Angmar was restless. Mordred could feel him at the back of his mind shifting listlessly on his piles of gold and gems. The dragon snarled, a note so low that it manifested as a rumble that sent vibrations through the floor. The boy stopped reading. He kept his face tilted downwards, his eyes still flicked back and forth across the page, to an outward observer it would seem as if nothing had changed. Mordred however was listening. It was unwise to ignore a dragon’s instincts he knew, and Angmar was particularly in tune with his faerie’s personal security. The familiar fell obediently silent without the need of any precise instruction from his master. It was still. He could hear the dripping of the taps in the bathroom, and on the floor above he fancied he could detect the sound of a maid moving through one of the rooms, but on his floor, in his chambers, there was apparently nothing.

It was strange then when the knock came. There had been no footsteps to indicate that someone had approached the door. Mordred finally raised his face from the book on his desk, and he reached for the red ribbon attached to its outer edge with long pale fingers. Carefully, he lay the ribbon down the centre of the book before closing it to. Instinctually his telepathy reached out to find the visitor supposedly waiting on the other side of the door, unseen tendrils slipping through the keyhole and through the small crack between oak and carpet. He had been right. There was no one there. As he withdrew his attention back from the empty corridor however, Mordred picked up on something else, another presence with him in the room. It was an unfamiliar mind, a guarded mind, but it was there. Whoever it was had the capacity to block invading minds but had little practice at doing so. The boy remained at his desk, but turned in his chair to look out across the room, in the direction the thoughts were coming from.

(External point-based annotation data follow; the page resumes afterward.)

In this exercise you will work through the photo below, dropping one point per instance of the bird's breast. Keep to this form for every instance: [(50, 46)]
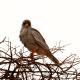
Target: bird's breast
[(28, 41)]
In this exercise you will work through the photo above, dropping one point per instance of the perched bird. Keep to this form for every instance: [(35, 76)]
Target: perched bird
[(33, 40)]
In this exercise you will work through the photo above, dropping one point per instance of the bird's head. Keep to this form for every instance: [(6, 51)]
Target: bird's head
[(26, 24)]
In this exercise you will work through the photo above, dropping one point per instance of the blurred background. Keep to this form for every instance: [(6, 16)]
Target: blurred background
[(57, 20)]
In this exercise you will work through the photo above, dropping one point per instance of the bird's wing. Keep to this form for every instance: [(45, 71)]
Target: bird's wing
[(39, 39)]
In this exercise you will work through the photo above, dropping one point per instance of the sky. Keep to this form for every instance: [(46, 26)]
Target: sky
[(57, 20)]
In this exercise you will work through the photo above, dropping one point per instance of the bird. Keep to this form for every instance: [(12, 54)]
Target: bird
[(34, 41)]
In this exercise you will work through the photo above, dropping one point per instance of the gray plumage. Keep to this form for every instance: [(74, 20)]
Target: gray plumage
[(33, 40)]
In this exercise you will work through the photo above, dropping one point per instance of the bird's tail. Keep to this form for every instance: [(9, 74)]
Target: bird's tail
[(51, 57)]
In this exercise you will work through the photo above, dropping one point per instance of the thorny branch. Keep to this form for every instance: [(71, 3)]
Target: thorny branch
[(14, 65)]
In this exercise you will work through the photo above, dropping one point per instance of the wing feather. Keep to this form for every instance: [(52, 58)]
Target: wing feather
[(39, 39)]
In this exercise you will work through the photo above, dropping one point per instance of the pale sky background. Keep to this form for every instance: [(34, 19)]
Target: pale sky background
[(55, 19)]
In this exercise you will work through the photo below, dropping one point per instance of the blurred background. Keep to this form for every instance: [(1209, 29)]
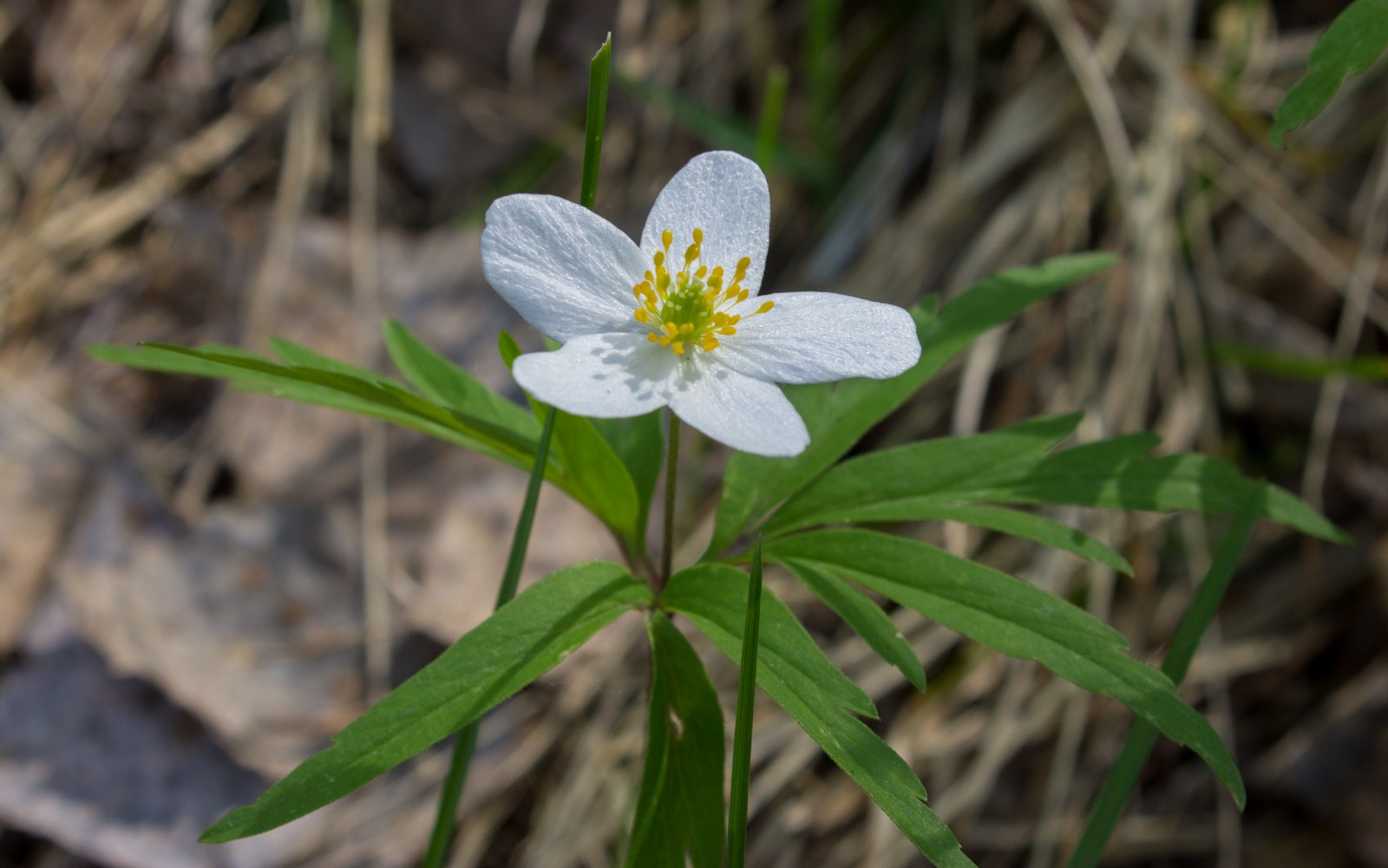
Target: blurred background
[(198, 585)]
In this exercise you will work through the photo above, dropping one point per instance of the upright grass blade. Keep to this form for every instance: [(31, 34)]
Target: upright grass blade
[(600, 71), (467, 741), (768, 127), (1122, 780), (743, 729)]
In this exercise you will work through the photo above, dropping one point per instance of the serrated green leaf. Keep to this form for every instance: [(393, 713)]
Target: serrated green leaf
[(809, 687), (446, 383), (888, 484), (1029, 525), (1015, 618), (1351, 43), (1121, 474), (376, 397), (867, 618), (679, 812), (508, 650), (1123, 775), (839, 414)]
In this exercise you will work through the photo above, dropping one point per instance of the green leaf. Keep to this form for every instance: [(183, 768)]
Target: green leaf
[(444, 383), (892, 484), (1373, 368), (592, 470), (376, 397), (1122, 778), (679, 812), (839, 414), (1351, 43), (865, 617), (640, 446), (594, 122), (1121, 474), (823, 701), (504, 653), (1029, 525), (742, 774), (1015, 618)]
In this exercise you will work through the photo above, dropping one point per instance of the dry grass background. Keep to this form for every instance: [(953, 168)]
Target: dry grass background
[(180, 597)]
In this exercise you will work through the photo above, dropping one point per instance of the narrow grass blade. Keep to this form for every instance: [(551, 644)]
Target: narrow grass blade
[(768, 127), (599, 74), (1122, 780), (743, 729)]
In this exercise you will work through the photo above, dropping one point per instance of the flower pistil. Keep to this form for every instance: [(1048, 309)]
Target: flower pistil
[(691, 307)]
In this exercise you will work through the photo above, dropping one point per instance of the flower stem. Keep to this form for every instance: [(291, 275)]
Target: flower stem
[(467, 741), (672, 463), (743, 729)]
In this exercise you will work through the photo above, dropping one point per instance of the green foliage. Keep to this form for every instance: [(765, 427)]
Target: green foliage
[(1373, 368), (740, 789), (865, 617), (333, 384), (934, 479), (822, 699), (839, 414), (1351, 43), (1015, 618), (679, 812), (594, 124), (1122, 778), (504, 653), (597, 474)]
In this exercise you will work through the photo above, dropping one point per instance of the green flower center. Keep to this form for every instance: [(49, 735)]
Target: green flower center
[(691, 307)]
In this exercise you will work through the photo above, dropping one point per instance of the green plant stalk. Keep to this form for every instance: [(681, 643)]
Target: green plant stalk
[(1122, 778), (467, 741), (822, 69), (600, 71), (743, 728), (768, 127), (672, 467)]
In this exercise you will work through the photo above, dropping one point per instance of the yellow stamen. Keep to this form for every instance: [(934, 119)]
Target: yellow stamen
[(691, 307)]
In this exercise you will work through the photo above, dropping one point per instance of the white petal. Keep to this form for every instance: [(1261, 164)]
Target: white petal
[(566, 270), (604, 376), (819, 337), (725, 194), (736, 409)]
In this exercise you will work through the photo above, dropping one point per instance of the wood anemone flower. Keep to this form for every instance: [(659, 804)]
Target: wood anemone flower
[(678, 322)]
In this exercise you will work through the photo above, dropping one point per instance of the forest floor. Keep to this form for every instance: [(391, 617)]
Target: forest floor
[(180, 604)]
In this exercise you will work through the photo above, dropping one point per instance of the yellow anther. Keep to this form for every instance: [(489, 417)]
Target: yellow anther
[(689, 308)]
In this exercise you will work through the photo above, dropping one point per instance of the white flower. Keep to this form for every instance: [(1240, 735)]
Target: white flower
[(678, 321)]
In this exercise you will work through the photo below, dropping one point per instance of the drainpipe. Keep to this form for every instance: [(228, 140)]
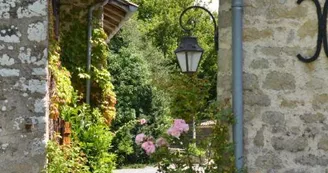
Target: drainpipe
[(237, 73), (90, 14)]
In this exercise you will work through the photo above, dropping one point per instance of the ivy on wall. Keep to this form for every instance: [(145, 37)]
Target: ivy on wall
[(90, 124)]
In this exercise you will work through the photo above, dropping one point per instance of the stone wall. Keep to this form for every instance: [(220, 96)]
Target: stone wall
[(23, 85), (286, 100)]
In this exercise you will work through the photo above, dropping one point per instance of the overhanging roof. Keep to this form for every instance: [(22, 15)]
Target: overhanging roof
[(116, 12)]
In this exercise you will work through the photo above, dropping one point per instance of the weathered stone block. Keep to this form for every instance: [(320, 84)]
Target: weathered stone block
[(251, 34), (320, 102), (251, 82), (313, 118), (259, 138), (290, 144), (273, 117), (312, 160), (269, 161), (257, 98), (291, 103), (260, 64)]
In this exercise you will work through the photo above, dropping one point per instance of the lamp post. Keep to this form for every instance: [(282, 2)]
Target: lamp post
[(189, 53)]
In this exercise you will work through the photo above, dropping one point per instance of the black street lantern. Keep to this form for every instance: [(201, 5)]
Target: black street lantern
[(189, 53)]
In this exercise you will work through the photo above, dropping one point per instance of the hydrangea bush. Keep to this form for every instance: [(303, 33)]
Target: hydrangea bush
[(176, 151)]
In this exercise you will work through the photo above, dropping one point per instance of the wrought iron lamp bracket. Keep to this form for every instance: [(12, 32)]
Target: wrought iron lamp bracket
[(191, 22), (322, 31)]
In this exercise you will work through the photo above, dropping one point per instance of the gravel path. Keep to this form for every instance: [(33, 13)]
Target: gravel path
[(143, 170)]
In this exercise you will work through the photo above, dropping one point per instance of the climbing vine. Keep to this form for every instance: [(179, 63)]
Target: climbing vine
[(90, 124)]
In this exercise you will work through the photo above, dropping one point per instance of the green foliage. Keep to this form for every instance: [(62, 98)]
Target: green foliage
[(65, 159), (137, 98), (212, 154), (91, 135)]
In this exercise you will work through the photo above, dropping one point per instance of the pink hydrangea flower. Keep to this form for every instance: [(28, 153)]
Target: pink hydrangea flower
[(179, 126), (174, 132), (140, 138), (143, 121), (161, 142), (149, 147)]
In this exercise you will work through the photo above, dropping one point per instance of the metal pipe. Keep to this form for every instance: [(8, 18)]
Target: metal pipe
[(89, 49), (237, 73)]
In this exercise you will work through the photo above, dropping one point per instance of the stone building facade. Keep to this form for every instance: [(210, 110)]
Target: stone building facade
[(23, 85), (285, 100)]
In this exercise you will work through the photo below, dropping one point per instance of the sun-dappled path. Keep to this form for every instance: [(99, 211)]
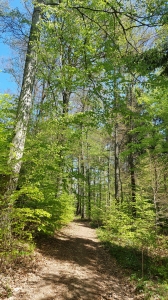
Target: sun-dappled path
[(73, 266)]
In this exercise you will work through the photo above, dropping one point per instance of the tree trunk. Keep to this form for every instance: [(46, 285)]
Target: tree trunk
[(25, 103)]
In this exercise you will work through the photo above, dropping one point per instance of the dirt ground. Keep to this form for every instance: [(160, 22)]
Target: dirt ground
[(73, 265)]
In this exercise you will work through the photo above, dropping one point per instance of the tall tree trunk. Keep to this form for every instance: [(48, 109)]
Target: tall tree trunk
[(25, 103)]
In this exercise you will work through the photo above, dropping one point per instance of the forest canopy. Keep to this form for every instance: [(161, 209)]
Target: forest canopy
[(87, 134)]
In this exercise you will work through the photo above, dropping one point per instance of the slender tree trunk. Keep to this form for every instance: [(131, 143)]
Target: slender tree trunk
[(25, 103)]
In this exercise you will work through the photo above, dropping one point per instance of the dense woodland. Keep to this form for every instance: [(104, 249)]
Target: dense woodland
[(87, 134)]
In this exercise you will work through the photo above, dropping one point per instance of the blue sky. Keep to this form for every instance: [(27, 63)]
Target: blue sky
[(7, 84)]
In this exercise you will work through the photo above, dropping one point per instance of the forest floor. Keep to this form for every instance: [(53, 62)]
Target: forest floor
[(73, 265)]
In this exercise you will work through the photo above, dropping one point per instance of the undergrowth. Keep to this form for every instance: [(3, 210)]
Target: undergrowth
[(147, 267)]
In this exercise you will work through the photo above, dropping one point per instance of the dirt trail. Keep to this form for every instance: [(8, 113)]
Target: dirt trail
[(73, 266)]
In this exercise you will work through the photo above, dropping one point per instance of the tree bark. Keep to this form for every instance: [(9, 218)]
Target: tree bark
[(25, 103)]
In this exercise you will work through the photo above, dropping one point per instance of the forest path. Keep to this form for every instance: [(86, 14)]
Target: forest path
[(73, 265)]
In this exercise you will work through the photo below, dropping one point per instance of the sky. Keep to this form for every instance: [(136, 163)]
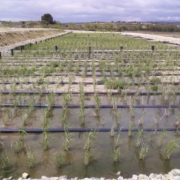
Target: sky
[(91, 10)]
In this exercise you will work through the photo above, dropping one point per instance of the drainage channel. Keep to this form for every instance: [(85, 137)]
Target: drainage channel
[(74, 106), (79, 130), (89, 93)]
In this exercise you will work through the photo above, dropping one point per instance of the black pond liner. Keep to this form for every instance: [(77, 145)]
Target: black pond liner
[(90, 75), (79, 130), (73, 106), (89, 83), (88, 93)]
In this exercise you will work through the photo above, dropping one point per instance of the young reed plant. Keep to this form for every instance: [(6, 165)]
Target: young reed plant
[(170, 147), (88, 144), (31, 159)]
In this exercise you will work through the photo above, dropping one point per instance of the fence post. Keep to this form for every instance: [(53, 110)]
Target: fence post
[(12, 52), (89, 53), (152, 47), (56, 48)]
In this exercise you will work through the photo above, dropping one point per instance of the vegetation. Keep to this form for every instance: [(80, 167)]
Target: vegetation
[(52, 89)]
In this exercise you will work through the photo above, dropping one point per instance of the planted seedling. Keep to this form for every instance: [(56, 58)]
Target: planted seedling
[(170, 147), (143, 151), (31, 159)]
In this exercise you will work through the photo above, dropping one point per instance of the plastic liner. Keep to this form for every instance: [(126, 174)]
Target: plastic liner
[(73, 106), (88, 83), (89, 93), (79, 130)]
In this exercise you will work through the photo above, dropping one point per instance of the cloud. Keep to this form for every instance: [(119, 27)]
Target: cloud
[(91, 10)]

Power, he could sense that much, it crackled from the thoughts like small jolts of static. There was something else though, something the mind wanted to keep from him, from everyone...a bird’s name, black feathers and a merciless eye...crow? No...Croe. It meant nothing to him. Mordred had a mind for remembering details, once he was told a name he never forgot it. If he didn’t know the name, then he had never met the person to whom it belonged. More curious still was the second name, bound up with the first...Mallos. Curious. “There is a lot to be learned,” Mordred told the empty room, a smile forming on his lips and lending a borrowed sweetness to the angelic doll-like face, “when you can pass them by unseen.” His voice, caressing, lulling, each word laced with an enigmatic gravity, magnified by its simple unassuming ease, spoke unto the empty air. “I do not know you, but you stalk the halls of my family with unfriendly thoughts, and that I cannot allow.” Mordred stood slowly to his feet, his smile deepening a little, and then, he too vanished. He cloaked himself in the air about him, as invisible as the intruder. “I have some tricks of my own,” his disembodied voice purred, “what now?”